Rien du surhomme chez le policier Wallander si ce n’est, mais peut-être est-ce là un exploit aussi surhumain que le travail de Sisyphe, un dévouement quotidien et héroïque à une certaine conception de la vie en société. Wallander a tout contre lui, depuis une pudique solitude jusqu’au travail de sape que mène en lui un diabète négligé et vengeur. Il n’a donc nul besoin du meurtre d’un collègue, ni de la disparition de trois jeunes, ni de l’exécution d’un couple marié du matin, nul besoin d’un meurtrier diaboliquement renseigné et aussi insaisissable qu’un pur esprit.

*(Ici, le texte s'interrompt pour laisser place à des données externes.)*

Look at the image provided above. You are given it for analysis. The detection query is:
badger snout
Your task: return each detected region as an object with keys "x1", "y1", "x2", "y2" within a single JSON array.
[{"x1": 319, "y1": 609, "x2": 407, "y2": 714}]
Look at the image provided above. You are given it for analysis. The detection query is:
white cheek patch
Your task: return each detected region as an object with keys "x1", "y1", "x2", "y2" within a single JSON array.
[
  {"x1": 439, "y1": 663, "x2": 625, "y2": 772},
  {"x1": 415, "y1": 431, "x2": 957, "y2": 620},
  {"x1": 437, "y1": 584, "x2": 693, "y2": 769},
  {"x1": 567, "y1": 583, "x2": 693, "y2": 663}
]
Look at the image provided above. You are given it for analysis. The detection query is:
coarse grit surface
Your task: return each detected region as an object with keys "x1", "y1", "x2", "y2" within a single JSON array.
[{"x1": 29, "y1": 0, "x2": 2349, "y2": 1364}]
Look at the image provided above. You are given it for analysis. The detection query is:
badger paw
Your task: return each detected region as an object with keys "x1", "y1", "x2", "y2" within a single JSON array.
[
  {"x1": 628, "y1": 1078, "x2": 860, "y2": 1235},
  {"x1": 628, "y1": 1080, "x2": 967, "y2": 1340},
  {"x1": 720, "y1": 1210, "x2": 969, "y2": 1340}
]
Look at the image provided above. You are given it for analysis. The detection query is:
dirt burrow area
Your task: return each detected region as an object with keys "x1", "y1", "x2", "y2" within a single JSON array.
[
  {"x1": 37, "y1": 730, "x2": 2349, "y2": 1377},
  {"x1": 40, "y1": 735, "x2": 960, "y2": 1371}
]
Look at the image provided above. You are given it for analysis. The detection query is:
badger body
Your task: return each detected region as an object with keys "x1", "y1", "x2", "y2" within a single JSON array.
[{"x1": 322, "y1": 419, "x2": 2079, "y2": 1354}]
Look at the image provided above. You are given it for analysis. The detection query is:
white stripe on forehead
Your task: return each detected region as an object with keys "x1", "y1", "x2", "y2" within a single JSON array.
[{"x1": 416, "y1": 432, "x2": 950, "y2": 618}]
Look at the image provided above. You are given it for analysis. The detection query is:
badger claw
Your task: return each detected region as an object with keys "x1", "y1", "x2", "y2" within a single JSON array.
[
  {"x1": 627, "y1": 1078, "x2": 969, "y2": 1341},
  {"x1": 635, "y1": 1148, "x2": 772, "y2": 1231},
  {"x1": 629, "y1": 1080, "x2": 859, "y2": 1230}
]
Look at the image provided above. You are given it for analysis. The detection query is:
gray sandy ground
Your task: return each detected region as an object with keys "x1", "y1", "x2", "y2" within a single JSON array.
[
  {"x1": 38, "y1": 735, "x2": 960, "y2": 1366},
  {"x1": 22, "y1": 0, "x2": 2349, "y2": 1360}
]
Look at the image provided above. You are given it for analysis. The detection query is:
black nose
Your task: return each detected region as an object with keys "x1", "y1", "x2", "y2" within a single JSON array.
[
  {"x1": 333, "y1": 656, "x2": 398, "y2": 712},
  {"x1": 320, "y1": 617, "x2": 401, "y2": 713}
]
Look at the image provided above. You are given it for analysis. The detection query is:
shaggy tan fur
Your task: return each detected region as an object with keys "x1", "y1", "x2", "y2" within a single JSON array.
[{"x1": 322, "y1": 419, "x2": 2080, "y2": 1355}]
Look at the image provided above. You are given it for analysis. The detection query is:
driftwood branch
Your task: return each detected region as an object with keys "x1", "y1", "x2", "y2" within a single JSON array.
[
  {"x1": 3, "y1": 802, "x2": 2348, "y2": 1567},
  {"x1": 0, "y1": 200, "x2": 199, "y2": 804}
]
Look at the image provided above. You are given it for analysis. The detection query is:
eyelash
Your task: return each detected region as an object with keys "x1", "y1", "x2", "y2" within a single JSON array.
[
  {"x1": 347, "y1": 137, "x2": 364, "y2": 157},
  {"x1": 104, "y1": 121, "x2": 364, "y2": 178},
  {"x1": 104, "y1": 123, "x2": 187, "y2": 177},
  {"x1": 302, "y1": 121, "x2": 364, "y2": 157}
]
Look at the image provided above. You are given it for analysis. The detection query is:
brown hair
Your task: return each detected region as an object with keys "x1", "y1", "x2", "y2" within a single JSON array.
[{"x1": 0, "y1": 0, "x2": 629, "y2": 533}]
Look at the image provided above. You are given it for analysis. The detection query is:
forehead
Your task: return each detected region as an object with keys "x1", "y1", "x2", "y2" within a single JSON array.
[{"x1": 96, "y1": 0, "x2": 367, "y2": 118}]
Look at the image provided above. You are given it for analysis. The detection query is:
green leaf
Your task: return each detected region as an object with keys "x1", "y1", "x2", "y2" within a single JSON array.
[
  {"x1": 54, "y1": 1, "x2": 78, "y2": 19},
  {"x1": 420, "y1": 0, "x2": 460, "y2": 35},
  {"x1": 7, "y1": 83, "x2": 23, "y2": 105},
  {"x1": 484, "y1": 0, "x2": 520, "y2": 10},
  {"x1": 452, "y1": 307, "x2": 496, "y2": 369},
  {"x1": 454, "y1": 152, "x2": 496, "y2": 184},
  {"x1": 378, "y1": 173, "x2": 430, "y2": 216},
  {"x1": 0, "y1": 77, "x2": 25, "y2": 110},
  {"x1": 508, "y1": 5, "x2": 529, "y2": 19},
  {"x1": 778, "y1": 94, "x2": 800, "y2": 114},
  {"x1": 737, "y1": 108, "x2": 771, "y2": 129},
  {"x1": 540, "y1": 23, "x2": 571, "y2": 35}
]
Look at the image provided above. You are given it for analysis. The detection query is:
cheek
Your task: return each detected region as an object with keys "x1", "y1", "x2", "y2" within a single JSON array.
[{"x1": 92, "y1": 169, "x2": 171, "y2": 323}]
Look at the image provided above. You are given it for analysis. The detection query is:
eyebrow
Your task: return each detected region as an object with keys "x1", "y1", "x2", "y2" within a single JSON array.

Wallander, pourtant, roule son rocher.
Ce policier appartient au sombre univers protestant qu’ont évoqué Bergman, Sjöberg ou Wijkmark. Le mal est là, puissant, à deux doigts de la victoire. Peut-être même, dans cette Suède que Wallander juge en rupture de valeurs, le mal est-il sur le point d’abattre avec fracas la société de droit. Wallander, en proie au doute, roule quand même son rocher. En réponse aux questions d’un jeune garçon qui rêve de devenir policier, il avouera ses peurs, ses remises en question, mais il lui révélera aussi le secret de sa persévérance : son désir d’être, tout simplement, un bon policier.
Le bouquin, dense, lourd, voire étouffant, envoûte tellement qu’on lui pardonne une fin peut-être incomplète. Puis, à y bien penser, on comprend que Wallander n’a pas besoin de tout comprendre pour continuer.